Monday, June 20, 2016

Today's Recommendations...
1. Buy J P Associates Ltd at Rs.7.57, T: Rs.12-14, SL: Rs.6.4. The company should be one of the biggest beneficiaries, if the banks gives go ahead to convert a part of their debts into equities. Moreover, the company is in the process of hiring consultants, for a quick turnaround. As a strategy to shed its debts, the company has increased its focus on high realization markets and has withdrawn from certain markets of Haryana and Delhi where due to low prices and high freights (long lead markets) the net realization was very low and operations unviable.
Photo: The Times of India
Besides, in another significant developemnt, Jaiprakash Associates Ltd and Jaypee Infra are offering land parcels of around 2,200 acres to banks in a bid to buy peace with lenders and settle most of its loans.Banks have shown willingness to take over land parcels to avoid putting a non-performing asset (NPA) tag on the two Jaypee group companies. No project has been launched on these lands so far.

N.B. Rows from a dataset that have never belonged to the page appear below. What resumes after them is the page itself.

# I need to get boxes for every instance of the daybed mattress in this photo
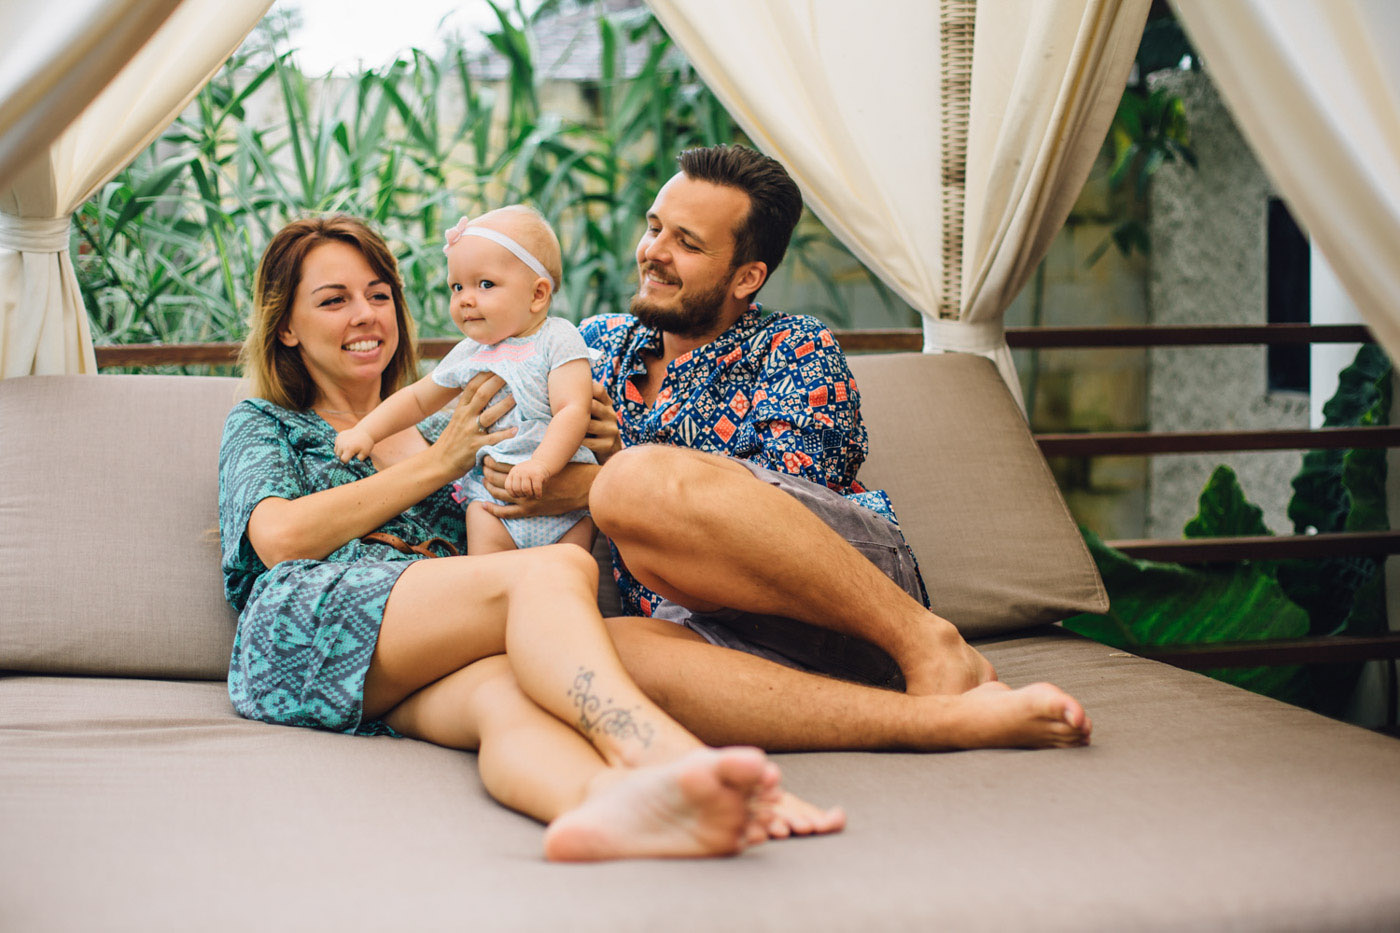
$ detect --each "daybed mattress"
[5,627,1399,932]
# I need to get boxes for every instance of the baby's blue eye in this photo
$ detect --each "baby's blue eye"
[479,280,495,290]
[450,282,462,292]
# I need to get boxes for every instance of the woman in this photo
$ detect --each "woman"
[218,215,841,861]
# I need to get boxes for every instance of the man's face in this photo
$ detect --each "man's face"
[630,173,752,339]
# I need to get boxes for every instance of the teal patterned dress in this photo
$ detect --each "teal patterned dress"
[218,399,466,735]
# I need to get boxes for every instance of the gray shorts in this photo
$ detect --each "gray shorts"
[650,459,924,690]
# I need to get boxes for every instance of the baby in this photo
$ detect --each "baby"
[335,205,595,554]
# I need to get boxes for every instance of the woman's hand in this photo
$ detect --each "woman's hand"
[432,372,517,477]
[247,377,514,568]
[583,381,622,464]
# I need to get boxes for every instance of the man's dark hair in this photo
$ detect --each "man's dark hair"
[677,144,803,280]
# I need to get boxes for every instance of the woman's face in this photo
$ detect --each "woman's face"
[278,241,400,400]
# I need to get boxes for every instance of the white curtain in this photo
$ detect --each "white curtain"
[0,0,183,193]
[0,0,272,378]
[646,0,1148,404]
[1172,0,1400,369]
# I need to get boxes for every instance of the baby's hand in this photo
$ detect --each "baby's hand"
[505,459,551,499]
[335,427,376,462]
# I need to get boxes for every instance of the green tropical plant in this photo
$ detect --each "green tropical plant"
[74,0,891,369]
[1064,344,1392,714]
[1065,491,1310,704]
[1086,12,1197,266]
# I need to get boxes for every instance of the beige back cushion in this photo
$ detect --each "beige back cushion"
[0,355,1102,679]
[0,375,242,679]
[847,352,1107,637]
[0,374,619,680]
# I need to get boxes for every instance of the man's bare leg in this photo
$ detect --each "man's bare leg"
[591,445,994,694]
[607,617,1091,752]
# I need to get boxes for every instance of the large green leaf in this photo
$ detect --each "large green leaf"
[1288,344,1389,534]
[1063,532,1310,702]
[1183,464,1273,541]
[1277,345,1390,641]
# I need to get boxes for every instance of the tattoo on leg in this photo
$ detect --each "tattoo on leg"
[567,668,654,748]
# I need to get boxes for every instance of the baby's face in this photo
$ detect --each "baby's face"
[445,235,546,345]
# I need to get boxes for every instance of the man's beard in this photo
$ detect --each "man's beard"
[629,268,731,338]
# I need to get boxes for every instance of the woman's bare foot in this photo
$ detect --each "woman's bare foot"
[542,747,780,862]
[940,681,1092,749]
[760,791,846,840]
[900,617,998,696]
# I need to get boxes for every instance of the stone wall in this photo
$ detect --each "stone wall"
[1145,68,1309,538]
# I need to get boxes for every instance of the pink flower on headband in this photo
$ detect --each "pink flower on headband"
[443,216,471,253]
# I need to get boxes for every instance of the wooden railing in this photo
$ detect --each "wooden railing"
[91,322,1375,366]
[95,322,1399,671]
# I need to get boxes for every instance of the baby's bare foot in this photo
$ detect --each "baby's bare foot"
[543,747,778,862]
[760,791,846,840]
[942,681,1092,749]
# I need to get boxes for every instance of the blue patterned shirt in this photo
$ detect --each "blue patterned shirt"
[580,303,905,617]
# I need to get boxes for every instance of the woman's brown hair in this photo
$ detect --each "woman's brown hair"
[240,215,420,409]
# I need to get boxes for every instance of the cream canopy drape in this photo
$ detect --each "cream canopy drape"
[0,0,183,193]
[646,0,1148,404]
[1172,0,1400,368]
[0,0,272,378]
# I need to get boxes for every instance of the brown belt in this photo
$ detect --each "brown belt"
[360,532,460,559]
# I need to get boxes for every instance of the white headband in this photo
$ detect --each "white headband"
[443,218,557,291]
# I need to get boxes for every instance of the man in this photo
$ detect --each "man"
[481,145,1091,756]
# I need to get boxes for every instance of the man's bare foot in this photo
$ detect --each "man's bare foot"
[543,747,780,862]
[939,681,1092,749]
[760,791,846,840]
[900,617,998,696]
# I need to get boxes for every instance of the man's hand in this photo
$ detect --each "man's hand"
[481,457,597,518]
[505,459,551,499]
[584,381,623,463]
[335,426,376,462]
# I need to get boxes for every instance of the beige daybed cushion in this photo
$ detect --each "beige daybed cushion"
[4,628,1399,931]
[0,358,1102,678]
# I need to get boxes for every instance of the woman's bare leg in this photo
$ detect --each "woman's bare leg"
[366,546,704,765]
[365,548,843,854]
[383,654,783,859]
[498,544,704,766]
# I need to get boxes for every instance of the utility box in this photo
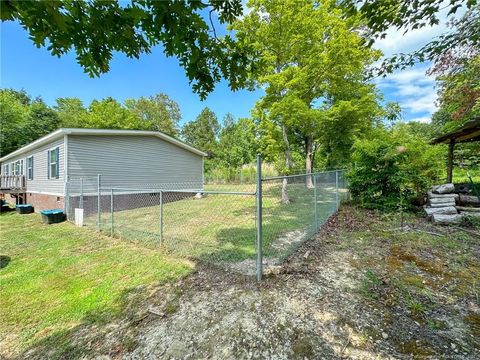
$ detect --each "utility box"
[74,208,84,227]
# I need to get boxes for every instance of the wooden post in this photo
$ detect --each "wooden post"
[447,139,455,183]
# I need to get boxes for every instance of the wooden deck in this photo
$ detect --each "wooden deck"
[0,175,26,194]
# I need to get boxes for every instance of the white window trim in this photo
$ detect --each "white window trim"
[48,146,60,180]
[27,156,34,180]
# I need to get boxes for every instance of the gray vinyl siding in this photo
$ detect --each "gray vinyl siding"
[0,138,65,195]
[67,135,203,189]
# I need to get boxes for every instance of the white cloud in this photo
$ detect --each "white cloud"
[377,66,438,116]
[371,2,467,122]
[410,116,432,123]
[374,3,462,58]
[402,94,437,114]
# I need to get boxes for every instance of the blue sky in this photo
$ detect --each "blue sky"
[1,14,448,125]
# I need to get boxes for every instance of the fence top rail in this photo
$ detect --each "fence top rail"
[261,169,346,182]
[67,176,102,181]
[104,187,256,196]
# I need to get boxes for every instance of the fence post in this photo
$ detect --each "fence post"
[159,191,163,245]
[335,170,339,210]
[97,174,101,231]
[80,178,84,209]
[64,177,69,219]
[313,173,318,229]
[110,188,114,236]
[256,154,263,281]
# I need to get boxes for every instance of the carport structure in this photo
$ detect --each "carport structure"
[431,117,480,183]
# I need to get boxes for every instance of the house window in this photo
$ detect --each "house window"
[3,164,8,175]
[48,147,59,179]
[27,156,34,180]
[12,160,24,176]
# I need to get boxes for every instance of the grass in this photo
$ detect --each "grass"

2. Buy Lanco Infrastructure Ltd at Rs.5.88, T: Rs.9, SL: Rs.5.40 (strict). The company is slowly coming into black, after lot of debt restructuring. 

3. Unitech Ltd has nearly touched my second target of Rs.6 (Rs.5.99 intra-day in BSE), therefore, book some profits.

4. Keep accumulating Reliance Communications Ltd (Rs.47.20) and hold for some time, to get some very good returns in the short term (less than 90 days). This is a no-brainer - you need to buy and forget for some time, just like your Fixed Deposits. 

5. Gammon Industries Ltd (Rs.14.89) hit the 20% upper circuits today. And Gammon Infrastructure Ltd (Rs.5.47) is up more than 6%. The infrastructure and real estate stocks should do well, after the news of Dr.Rajan's exit, as the government of India is likely to stop INFLATION TARGETING and focus on GROWTH. 

The Nifty is now as 8184, up ~14%. But I hope by the end of the day, it should close above 8200, with a spurt in the Infrastructure stocks, because of the NDA government now focusing on growth. Which means the interest rates, will now have a more pronounced downward trajectory, compromising a part of the inflation.